Have you said before why they are called austerity brogues?
Well, no, I don't think that I have. Here's what Nicholas Antongiavanni has to say about them in his book The Suit:
The "full brogue" has perforations along every seam, from toe to heel. The Americans call it a "wing tip" because the toe decoration, instead of being straight, comes to a point and is said to resemble the wing of a bird. During the Second World War, when tight restrictions were placed on leather usage, English shoemakers offered full brogues without broguing, called "austerity brogues." Their distinctively sleek lines ensured their survival beyond the war, and they remain popular with dandies as an alternative to the plain cap toe. (p. 94)

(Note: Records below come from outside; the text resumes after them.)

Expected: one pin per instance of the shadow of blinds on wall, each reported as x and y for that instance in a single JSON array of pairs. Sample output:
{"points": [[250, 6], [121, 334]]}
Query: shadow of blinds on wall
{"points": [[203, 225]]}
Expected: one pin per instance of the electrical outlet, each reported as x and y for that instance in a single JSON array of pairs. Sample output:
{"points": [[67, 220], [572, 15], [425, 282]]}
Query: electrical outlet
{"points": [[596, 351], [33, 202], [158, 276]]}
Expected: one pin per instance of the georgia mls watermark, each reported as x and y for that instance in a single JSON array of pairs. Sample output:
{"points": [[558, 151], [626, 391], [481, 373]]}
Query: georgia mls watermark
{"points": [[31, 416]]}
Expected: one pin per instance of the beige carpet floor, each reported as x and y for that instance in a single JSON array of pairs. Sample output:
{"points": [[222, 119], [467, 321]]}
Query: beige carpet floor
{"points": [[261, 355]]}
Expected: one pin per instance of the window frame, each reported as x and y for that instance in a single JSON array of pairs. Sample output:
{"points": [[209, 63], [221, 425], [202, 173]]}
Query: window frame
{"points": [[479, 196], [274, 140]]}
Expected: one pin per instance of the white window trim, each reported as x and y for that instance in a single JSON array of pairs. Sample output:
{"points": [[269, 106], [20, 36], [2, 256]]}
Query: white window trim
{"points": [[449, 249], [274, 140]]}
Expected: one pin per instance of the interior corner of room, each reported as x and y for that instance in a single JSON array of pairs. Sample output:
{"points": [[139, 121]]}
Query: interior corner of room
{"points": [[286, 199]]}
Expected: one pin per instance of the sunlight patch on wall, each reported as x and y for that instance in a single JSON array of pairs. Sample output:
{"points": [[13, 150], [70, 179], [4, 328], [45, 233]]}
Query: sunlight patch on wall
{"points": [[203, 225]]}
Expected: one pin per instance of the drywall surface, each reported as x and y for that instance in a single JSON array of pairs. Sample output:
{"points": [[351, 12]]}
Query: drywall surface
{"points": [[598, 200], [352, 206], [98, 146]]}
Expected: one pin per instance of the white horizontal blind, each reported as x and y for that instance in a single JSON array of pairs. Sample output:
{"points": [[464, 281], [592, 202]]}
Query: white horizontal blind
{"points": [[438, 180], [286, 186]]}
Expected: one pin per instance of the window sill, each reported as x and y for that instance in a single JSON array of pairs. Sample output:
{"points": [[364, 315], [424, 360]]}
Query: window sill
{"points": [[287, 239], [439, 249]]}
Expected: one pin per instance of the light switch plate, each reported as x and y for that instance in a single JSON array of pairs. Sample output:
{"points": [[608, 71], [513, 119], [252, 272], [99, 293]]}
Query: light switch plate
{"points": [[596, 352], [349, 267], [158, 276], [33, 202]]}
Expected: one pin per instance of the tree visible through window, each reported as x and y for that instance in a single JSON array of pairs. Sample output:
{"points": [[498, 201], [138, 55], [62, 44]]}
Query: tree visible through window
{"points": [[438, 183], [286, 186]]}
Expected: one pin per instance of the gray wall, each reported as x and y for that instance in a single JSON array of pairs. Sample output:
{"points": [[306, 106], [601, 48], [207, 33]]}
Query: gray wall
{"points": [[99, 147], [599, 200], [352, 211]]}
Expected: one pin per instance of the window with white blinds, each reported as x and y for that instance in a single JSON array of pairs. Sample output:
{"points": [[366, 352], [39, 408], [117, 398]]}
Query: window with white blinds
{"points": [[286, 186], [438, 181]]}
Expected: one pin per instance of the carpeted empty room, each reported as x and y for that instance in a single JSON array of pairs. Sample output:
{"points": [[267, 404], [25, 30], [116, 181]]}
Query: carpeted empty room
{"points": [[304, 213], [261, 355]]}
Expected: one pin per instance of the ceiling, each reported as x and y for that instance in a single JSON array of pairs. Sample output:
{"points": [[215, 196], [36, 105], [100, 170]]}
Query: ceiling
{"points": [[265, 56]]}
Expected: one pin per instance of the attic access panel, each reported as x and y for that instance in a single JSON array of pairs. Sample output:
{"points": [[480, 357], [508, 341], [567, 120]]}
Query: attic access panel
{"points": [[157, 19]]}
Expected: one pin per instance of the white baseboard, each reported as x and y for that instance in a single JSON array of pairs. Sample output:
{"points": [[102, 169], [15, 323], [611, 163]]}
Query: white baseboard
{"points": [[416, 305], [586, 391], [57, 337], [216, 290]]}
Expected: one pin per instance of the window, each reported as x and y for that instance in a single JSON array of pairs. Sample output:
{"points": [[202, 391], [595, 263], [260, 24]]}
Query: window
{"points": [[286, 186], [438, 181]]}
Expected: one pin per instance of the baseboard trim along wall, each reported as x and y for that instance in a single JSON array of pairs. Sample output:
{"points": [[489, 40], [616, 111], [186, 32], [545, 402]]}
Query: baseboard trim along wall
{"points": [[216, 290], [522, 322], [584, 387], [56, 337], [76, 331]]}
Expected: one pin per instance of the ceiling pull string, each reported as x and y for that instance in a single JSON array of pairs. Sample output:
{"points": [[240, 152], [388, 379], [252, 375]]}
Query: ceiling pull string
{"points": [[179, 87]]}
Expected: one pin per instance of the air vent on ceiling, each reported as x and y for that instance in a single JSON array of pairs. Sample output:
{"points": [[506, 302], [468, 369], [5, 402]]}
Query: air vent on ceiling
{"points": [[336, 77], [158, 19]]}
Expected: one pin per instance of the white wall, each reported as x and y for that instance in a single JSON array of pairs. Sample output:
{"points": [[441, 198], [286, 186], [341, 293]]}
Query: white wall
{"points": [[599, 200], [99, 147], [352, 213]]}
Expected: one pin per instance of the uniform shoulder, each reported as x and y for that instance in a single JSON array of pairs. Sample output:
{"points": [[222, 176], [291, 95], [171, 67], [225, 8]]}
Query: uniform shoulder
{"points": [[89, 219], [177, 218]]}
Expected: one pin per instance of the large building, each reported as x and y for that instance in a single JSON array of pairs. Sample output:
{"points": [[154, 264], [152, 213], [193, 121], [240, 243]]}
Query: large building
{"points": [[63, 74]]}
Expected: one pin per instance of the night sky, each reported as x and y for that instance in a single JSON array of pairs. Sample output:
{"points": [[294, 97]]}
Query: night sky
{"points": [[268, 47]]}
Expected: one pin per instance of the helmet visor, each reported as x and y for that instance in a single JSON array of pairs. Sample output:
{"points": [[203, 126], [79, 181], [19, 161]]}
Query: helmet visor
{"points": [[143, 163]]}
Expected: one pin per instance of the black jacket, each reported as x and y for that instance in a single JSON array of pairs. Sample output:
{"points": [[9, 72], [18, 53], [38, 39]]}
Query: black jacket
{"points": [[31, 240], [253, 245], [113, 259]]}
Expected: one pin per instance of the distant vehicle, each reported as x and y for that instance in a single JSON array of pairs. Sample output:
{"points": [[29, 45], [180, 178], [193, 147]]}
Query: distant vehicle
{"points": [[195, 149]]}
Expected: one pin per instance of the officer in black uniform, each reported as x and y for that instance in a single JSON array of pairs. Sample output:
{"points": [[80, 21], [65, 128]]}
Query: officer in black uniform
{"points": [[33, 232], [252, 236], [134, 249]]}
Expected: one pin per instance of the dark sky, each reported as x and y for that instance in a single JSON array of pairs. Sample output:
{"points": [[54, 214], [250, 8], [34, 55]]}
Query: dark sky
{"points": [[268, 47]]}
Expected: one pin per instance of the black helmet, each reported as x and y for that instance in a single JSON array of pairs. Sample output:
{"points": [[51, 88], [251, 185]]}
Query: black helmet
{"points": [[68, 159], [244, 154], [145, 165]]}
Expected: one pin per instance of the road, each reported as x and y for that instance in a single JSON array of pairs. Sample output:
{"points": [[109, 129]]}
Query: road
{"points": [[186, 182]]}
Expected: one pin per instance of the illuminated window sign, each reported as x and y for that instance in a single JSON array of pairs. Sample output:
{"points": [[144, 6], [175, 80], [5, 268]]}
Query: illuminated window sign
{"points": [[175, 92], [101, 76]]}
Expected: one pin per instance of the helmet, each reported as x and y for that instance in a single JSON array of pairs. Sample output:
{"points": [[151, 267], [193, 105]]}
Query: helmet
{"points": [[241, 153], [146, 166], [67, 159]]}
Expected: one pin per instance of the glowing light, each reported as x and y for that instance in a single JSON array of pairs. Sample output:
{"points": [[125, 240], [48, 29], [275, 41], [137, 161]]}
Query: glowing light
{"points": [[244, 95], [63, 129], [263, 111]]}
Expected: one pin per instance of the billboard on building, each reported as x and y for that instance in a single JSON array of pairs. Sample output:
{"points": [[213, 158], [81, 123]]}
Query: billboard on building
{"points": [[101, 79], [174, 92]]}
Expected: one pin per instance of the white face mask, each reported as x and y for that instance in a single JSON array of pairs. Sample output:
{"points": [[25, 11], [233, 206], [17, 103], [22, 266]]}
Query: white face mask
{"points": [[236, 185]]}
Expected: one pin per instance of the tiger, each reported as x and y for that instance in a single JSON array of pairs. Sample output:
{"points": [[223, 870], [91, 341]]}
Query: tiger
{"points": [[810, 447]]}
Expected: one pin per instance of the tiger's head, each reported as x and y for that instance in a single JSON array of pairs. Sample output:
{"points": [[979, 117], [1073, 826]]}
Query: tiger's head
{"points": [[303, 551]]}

Mr. Antongiavanni asked me to read and comment on the chapter about shoes in his book before it was published, and I remember that I told him that I didn't buy this explanation. I didn't see how the lack of broguing would save any leather. "Well," he said, "that's the story that I have heard from the London shoemakers." But now that I've thought about it, it really does make sense. If you have broguing on a toe cap or heel counter, you have to back it with finished leather so that the proper color shows at the bottom of the broguing. That means that the toe cap and the heel counter on a standard full brogue must be almost completely underlaid with other pieces of finished leather. Not so on an austerity brogue. The overlap just has to be at the seams. Hence, austerity brogues will use less leather.